Through this experience, I learned the importance of establishing technical credibility in a new role. I wasn’t expected to be an expert overnight, but I was expected to absorb information quickly and actively participate in project meetings. Successful projects require alignment from multiple functions, not just R&D, so it’s important to establish good connections with colleagues in other functions. I found that I was very interested in the business side of the project, how it would benefit customers or operators, and how we would make money from it. As I moved through my career, I found that establishing credibility, securing functional alignment, and understanding the business are foundational to every role.
Q: Is there anything you miss most about working directly in a lab?
A: I still consider myself to be a scientist at heart and miss the thrill when a challenging experiment “works” after a few failures, or a new insight is found buried in the data.

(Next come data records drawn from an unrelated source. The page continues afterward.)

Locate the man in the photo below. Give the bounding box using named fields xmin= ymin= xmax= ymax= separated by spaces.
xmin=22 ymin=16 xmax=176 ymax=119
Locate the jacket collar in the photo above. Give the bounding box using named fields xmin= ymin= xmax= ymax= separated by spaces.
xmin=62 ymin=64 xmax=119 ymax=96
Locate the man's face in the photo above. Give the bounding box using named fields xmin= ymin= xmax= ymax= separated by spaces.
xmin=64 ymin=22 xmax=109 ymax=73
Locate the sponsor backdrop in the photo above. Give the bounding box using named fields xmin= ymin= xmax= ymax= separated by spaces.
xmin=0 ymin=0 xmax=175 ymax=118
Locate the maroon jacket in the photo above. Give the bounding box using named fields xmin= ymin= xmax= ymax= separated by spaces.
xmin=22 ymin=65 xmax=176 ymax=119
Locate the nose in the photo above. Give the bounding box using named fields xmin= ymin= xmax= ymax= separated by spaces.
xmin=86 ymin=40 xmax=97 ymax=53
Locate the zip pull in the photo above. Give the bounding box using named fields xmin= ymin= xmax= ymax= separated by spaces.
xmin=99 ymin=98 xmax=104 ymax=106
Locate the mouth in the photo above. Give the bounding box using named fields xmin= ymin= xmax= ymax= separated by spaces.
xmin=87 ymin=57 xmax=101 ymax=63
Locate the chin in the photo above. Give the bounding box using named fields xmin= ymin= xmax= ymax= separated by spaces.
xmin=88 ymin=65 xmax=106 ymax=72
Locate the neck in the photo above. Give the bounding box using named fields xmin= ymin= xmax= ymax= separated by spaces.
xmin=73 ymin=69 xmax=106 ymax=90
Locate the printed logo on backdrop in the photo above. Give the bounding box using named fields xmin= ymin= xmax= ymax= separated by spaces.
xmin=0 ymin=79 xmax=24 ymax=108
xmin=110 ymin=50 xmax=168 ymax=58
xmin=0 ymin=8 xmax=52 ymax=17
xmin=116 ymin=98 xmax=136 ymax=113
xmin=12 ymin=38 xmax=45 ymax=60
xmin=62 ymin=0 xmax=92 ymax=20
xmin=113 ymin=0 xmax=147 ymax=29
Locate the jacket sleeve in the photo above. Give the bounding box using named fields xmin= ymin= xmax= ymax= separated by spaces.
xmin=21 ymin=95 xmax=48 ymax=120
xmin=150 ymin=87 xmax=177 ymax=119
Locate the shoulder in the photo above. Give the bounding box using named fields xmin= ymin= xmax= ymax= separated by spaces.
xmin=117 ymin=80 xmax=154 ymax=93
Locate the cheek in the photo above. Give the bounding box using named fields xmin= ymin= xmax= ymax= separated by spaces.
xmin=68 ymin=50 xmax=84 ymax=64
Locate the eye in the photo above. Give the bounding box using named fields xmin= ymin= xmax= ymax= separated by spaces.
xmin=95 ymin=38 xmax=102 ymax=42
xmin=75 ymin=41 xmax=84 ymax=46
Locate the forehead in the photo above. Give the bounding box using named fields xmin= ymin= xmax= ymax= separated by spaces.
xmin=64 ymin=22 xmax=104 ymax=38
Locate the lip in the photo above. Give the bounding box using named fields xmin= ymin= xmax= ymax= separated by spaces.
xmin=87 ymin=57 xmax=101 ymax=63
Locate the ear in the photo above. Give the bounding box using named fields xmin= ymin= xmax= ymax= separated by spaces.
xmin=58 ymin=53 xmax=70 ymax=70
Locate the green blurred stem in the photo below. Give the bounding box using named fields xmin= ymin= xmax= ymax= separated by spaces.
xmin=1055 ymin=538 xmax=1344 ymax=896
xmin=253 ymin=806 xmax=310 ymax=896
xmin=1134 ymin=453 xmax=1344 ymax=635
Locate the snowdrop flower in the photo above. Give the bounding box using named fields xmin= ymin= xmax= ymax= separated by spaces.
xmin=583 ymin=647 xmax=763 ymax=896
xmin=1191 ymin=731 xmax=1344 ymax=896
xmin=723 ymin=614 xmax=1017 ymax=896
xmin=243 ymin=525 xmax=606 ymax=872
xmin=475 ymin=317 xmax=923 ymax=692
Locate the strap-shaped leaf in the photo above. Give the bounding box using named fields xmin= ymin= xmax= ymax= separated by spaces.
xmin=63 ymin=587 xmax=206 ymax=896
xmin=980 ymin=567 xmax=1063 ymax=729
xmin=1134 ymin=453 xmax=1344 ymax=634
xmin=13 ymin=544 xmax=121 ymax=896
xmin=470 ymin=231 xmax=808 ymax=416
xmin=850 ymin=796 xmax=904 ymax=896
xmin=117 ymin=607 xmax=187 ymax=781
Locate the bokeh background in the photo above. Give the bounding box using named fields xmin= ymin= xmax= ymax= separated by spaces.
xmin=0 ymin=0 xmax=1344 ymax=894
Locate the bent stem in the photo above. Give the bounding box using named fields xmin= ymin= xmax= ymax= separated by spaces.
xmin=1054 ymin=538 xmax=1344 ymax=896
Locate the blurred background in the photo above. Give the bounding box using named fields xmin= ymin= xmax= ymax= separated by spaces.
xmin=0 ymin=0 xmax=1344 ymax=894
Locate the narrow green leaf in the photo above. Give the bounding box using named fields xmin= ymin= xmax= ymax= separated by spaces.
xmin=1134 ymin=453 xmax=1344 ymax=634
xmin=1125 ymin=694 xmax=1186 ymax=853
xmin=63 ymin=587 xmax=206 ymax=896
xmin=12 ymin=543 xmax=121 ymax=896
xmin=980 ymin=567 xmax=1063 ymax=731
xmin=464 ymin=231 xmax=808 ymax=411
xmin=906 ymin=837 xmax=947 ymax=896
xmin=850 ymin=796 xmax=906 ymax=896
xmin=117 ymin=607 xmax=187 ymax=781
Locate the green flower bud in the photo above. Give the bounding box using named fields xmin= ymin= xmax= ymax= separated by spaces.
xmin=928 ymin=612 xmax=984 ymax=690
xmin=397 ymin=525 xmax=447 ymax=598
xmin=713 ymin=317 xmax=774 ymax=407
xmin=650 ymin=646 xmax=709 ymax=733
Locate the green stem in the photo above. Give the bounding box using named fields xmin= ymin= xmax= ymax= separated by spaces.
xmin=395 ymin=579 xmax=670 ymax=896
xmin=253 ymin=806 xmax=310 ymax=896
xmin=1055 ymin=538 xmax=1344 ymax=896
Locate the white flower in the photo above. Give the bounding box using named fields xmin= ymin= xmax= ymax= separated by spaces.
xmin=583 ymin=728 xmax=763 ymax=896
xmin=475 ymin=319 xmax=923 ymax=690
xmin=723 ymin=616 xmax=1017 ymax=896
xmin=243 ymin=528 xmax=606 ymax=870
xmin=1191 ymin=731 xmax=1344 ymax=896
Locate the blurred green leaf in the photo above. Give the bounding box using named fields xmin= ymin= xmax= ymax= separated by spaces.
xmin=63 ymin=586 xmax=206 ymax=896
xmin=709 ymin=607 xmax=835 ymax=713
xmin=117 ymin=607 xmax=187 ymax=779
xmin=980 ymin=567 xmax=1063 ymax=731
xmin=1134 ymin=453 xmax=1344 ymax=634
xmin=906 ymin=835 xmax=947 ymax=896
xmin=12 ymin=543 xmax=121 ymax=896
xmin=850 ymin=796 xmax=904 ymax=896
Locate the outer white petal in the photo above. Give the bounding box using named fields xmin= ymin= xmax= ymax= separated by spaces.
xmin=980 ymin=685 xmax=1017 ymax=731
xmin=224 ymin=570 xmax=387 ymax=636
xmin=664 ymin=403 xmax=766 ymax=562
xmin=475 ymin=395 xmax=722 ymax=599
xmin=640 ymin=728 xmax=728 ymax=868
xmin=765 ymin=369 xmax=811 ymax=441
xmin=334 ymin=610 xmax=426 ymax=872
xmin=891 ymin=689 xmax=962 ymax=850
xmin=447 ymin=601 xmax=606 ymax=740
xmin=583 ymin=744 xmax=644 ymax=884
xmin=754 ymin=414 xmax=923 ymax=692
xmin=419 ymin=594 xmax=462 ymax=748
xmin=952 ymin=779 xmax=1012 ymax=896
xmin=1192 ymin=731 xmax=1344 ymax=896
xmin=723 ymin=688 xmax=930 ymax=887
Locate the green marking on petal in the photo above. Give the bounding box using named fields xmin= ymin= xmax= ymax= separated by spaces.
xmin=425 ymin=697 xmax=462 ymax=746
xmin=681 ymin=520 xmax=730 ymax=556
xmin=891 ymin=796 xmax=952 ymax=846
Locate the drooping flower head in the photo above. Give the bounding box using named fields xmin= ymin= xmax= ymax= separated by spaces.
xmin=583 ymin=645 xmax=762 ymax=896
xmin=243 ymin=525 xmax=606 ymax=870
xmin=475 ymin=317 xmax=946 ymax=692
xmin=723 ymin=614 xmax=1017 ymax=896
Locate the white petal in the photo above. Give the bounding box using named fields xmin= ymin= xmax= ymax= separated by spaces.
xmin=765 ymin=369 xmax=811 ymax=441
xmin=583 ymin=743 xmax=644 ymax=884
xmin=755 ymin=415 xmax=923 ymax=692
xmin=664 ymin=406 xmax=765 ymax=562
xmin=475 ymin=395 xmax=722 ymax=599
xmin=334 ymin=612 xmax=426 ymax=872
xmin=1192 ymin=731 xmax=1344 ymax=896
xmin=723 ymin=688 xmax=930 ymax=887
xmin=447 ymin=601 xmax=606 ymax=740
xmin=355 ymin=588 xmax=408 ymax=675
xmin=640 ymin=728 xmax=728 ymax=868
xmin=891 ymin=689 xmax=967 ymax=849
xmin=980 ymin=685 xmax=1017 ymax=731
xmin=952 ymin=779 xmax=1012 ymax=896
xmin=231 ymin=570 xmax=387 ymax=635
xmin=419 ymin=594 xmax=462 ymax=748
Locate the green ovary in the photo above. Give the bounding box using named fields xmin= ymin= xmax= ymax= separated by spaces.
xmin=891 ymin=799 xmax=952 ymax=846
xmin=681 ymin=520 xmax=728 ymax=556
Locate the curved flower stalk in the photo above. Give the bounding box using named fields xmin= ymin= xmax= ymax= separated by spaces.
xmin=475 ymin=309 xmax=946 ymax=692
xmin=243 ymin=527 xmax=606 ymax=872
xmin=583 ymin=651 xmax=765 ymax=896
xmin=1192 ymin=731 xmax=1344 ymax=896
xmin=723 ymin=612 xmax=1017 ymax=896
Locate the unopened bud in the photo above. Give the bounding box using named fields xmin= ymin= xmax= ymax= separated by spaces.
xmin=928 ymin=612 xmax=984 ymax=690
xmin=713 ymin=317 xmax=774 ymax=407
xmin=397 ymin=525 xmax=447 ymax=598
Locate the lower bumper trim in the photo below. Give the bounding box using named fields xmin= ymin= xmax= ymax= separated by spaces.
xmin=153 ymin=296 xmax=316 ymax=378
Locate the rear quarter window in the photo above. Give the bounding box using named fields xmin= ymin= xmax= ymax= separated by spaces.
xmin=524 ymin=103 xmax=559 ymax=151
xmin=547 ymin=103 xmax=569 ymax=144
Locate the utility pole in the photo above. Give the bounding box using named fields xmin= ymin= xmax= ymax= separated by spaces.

Q: What three pieces of advice can you offer to current graduate students who are interested in a career in the corporate industry?
A: One: When preparing for interviews, understand the impact of your graduate work and be ready to explain it. What is the benefit to the world? Sometimes this means thinking multiple steps down the line from your current work, but it demonstrates an ability to think broadly.
Two: Be persistent in your efforts to secure that first role. Penn State has prepared you well, but you should also recognize that developing interviewing skills maximizes your chances.
Three: Try to be flexible as you consider opportunities. It is rare to secure your dream job right out of school. I’d argue you probably don’t know what your dream job is yet. If you find a company that is a good fit for you and they offer you a suitable role, take it even if the location isn’t ideal. It’s much easier to move internally once you’ve demonstrated the value that you can bring to the company.
Q: You were recently invited back to the Penn State chemistry department as one of our selected speakers for the Harold Kohn Endowed Distinguished Alumni Lectureship. What was it like to come back and share your career story with current chemistry graduate students?
A: It was amazing! As I mentioned during my talk, I love Penn State and have been an active part of both undergraduate and graduate recruiting over the last 10 years. I informally titled my talk “What I Wish I Knew in Graduate School,” and that was my focus. As expected, the chemistry students asked great questions about corporate careers and how to get started. The event was even more meaningful to me since my daughter, a 2023 Penn State graduate, was in the audience.
Q: Lastly, what is your favorite memory as a Penn State chemistry student?
A: I vividly remember my seminar presentation. My topic was analytical techniques in forensic science, and there was a packed house. I was very well prepared by my research group, but there were a few topics on my slides that I was a bit squeamish to discuss. Leave it to my future husband’s roommate to ask questions about sensitive topics. I had no choice but to explain and move on. I really learned a lot about how I perform under pressure that day!
Other fond memories include football games, Creamery runs, a blizzard party, and intramural softball championships by the chemistry department team!